The typical rules around an ancillary dwelling:

  • An ancillary dwelling must have a gross floor area of 60m2 maximum. This is measured to the outside of the walls.
  • There can only be one ancillary dwelling per lot.
  • It can be fully self-contained, with a kitchen, bathroom and laundry.
  • It must share all services with the main dwelling, including connecting to the meter box of the house and sharing water, sewer and stormwater services.
  • It needs to share the same access or driveway as the main dwelling, but it doesn’t necessarily need to have its own car parking.

How an ancillary dwelling can fit on your block:

An ancillary dwelling must feel connected to the main dwelling. On a rural property, it should not be more than 30 meters from the main dwelling.
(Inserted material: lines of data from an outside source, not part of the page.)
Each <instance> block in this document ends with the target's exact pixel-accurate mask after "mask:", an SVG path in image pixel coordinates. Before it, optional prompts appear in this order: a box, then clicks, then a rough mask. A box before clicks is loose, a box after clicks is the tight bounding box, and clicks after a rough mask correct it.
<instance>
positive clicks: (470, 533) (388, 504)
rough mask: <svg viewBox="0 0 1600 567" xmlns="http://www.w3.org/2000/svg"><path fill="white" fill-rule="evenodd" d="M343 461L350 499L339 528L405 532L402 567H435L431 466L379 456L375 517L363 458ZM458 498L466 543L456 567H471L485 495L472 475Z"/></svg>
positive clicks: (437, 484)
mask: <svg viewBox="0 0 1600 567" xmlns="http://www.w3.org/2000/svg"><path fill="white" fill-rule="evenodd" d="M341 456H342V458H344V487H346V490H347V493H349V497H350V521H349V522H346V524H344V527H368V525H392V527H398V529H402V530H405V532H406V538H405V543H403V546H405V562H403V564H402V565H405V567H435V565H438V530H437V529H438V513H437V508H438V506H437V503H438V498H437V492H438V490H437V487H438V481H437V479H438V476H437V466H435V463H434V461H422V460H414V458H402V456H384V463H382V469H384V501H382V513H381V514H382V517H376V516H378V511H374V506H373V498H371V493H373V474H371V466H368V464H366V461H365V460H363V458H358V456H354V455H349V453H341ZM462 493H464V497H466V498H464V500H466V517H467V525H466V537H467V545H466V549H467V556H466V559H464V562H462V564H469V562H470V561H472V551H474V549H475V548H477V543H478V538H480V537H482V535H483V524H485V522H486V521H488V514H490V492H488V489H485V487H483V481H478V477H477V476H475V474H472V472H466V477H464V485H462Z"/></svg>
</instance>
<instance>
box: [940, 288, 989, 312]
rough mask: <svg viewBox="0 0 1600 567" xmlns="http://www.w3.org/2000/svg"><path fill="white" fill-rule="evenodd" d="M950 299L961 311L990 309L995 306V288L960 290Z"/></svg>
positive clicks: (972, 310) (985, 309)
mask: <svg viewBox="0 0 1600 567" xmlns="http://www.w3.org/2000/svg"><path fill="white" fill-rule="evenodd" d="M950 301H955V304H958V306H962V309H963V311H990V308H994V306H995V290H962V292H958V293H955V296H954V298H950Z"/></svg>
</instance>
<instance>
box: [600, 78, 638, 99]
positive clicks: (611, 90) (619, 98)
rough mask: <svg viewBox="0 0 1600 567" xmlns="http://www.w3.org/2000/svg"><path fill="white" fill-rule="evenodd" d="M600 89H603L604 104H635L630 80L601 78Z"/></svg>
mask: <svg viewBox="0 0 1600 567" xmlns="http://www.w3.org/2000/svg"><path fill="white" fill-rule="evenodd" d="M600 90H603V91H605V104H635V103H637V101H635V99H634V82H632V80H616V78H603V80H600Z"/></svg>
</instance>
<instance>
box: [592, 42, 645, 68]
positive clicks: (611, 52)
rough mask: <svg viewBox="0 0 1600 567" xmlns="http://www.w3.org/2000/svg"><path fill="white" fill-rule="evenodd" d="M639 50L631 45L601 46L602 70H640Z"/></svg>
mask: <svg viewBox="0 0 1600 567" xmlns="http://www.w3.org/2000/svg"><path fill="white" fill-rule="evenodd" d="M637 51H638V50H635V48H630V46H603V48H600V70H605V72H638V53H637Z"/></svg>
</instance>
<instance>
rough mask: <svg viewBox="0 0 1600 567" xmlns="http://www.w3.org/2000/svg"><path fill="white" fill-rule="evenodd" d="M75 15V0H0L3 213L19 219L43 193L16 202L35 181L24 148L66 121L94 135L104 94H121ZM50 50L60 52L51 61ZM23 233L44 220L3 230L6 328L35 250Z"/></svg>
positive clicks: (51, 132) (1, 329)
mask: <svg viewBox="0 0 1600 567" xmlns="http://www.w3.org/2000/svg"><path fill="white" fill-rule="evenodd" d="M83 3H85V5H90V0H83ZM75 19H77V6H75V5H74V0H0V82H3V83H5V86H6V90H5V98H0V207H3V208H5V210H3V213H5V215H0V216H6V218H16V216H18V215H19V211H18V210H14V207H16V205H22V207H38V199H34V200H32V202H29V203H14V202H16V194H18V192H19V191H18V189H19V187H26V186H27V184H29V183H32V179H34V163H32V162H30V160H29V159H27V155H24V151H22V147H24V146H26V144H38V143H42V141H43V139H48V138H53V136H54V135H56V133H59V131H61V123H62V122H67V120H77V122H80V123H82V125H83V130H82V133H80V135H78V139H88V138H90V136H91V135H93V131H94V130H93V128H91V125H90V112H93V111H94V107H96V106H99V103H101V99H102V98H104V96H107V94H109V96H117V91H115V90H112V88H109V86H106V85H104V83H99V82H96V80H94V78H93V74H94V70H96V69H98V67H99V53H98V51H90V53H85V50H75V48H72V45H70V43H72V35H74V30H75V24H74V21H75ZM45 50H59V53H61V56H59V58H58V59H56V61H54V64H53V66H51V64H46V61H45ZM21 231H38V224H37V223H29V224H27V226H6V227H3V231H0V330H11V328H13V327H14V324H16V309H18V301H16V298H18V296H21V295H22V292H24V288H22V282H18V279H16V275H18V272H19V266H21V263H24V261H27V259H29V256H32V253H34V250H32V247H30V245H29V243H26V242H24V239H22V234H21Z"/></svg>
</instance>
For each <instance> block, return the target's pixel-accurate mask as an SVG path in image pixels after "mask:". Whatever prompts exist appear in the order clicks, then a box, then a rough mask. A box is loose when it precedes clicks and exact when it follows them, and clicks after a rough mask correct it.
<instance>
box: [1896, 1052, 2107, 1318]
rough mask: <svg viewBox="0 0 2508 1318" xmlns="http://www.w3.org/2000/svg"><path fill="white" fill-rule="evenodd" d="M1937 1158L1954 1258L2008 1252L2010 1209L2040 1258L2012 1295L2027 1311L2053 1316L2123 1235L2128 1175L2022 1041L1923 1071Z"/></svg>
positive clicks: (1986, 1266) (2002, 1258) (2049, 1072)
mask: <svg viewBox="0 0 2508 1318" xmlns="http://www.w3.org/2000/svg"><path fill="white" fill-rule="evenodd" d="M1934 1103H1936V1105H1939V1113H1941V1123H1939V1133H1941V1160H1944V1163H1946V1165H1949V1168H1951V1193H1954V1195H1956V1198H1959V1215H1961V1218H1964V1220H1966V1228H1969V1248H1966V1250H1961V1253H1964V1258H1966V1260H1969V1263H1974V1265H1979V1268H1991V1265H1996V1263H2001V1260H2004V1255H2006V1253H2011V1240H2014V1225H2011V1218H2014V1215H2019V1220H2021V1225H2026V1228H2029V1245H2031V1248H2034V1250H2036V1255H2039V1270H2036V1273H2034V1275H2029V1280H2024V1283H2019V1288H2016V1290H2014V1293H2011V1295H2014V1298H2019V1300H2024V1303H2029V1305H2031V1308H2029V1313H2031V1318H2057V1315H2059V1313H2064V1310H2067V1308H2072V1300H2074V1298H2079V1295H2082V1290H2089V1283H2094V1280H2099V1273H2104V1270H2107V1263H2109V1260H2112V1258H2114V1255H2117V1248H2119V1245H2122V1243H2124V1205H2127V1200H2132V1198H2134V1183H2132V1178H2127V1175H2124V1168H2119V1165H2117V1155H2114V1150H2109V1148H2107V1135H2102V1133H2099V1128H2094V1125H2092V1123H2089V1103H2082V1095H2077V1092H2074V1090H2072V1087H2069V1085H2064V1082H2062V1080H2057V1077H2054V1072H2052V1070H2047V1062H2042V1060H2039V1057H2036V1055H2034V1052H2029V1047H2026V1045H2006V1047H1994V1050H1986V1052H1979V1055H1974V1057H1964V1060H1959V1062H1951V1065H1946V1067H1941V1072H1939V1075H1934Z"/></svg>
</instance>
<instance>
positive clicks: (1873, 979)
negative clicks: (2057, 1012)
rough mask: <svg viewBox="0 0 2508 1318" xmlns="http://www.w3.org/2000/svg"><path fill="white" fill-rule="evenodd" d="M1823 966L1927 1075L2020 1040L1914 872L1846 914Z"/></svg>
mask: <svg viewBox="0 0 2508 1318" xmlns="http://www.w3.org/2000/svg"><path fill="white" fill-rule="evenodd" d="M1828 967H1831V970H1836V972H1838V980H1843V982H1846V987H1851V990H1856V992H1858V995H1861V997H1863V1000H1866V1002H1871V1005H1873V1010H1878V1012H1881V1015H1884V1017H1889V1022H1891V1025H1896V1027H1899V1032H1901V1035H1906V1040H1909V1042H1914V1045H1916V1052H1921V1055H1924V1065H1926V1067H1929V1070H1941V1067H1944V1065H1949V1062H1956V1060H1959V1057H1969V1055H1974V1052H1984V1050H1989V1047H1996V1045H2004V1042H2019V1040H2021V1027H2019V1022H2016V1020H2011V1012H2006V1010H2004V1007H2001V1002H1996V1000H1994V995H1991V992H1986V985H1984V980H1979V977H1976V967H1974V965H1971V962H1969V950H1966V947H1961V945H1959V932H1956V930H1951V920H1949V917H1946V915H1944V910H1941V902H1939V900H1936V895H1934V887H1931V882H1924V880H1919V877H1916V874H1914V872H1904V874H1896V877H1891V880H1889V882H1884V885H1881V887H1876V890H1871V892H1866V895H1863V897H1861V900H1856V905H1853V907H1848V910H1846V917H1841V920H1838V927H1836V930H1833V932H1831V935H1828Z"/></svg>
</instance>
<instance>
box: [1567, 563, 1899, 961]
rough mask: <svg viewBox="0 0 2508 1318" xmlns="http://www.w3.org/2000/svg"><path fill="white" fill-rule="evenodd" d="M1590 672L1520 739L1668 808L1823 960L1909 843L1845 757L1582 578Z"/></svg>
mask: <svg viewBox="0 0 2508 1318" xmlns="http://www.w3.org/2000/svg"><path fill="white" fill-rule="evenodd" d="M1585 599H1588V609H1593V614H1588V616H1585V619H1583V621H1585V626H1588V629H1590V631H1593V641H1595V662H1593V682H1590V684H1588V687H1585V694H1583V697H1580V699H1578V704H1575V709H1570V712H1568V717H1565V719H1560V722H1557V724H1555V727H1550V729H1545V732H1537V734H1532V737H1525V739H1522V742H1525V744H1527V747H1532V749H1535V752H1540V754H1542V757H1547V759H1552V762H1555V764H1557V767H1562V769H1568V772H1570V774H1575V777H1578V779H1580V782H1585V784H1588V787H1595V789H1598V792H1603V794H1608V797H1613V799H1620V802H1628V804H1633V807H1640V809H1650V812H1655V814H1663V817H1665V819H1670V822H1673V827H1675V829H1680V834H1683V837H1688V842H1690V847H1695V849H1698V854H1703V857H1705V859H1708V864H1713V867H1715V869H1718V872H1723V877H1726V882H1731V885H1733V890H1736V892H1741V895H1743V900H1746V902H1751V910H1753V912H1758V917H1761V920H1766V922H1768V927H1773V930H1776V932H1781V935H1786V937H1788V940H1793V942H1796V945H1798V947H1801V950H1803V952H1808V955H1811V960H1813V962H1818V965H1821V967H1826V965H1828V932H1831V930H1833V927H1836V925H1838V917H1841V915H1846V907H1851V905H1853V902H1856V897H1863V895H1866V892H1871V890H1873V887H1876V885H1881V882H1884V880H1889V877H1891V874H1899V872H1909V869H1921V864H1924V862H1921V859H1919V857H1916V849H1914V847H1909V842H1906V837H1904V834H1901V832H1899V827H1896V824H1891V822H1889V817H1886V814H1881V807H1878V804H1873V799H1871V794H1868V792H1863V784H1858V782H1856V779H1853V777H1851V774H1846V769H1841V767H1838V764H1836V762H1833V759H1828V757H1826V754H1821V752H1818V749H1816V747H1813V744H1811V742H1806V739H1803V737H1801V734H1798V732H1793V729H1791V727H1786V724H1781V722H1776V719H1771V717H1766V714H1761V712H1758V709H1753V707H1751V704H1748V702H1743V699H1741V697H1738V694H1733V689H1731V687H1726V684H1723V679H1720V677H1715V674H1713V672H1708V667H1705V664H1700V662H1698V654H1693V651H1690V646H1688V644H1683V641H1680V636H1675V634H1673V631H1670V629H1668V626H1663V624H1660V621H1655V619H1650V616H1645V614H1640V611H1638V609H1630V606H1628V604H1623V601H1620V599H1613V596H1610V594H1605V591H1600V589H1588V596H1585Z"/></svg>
On a residential block, it will naturally be closer to the main dwelling.

Can you build an ancillary dwelling before you build the main dwelling?

At Tasbuilt Homes, we have had many clients that have been moving from the mainland and decided to put a 60m2 ‘dwelling’ on their land and connect it to services. This is later re-classified as an ancillary dwelling when the application is submitted to build the main house, which is generally a larger home.

How can you place an ancillary in your backyard?

At Tasbuilt Homes, as we’re a modular builder and construct 80% of the home in our factory, and then crane it into place, we can lift most ancillary dwellings over the top of a house and lower it into the backyard. Standard regulations state that 3-meter-wide site access is required for the ancillary dwelling, but as we’re able to crane the dwelling into place, the 3-meter-wide access is not required.